I stood there watching, watching, feeling nervous because of that peculiar drone that the propeller made, when all of a sudden it stopped and the whole thing swooped down to within twenty feet of the awning-spars. I stepped back a little and looked straight up. In the wink of an eye he was gone, but I saw him, and he me. As he swerved away to clear the funnels, I heard him give a great shout of laughter that rose to a small scream: '_'Pon--soul--it's--Char--ley!_' he sang out, and dropped away astern. I heard his engine begin again, a note like an insect; and he fled away towards Gunfleet. And that was all!
"I stood there dazed for a moment. In spite of the suddenness of it, I don't think I had any doubt it was my brother. I saw his big hook nose sticking out of his fur cap between the horrible goggles, his body craning forward under the wings. And the voice, the wailing, sneering, screaming laugh, '_Charley!_'--that was him right enough. My brother!
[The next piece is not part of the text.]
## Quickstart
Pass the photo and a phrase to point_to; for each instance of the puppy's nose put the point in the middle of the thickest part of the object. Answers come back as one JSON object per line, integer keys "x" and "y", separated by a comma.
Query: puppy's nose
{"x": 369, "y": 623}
"I stepped along the gangway to the bridge, just as the Second Mate took the telescope from his eye and laid it in the rack. He saw me and leaned over the rail beckoning.
"'Say, Mister Chief, what the blazes was that?' he whispered.
"'Didn't you see it?' I asked. I knew he had been dozing on the lee side of the chart-room.
"'See it! I _heard_ something!' he says. 'Was it you calling Charley?'
His name's Charley, you see; Charley Phillips.
"'No,' I said. 'I didn't see anything. You must have been asleep, Mr.
Phillips.'
"He looked at me, rather raw about the gills, took a look at the Gunfleet Light and bent down again to me.
"'Did you _see_ anything?' He waved his hand towards the Ess.e.x coast.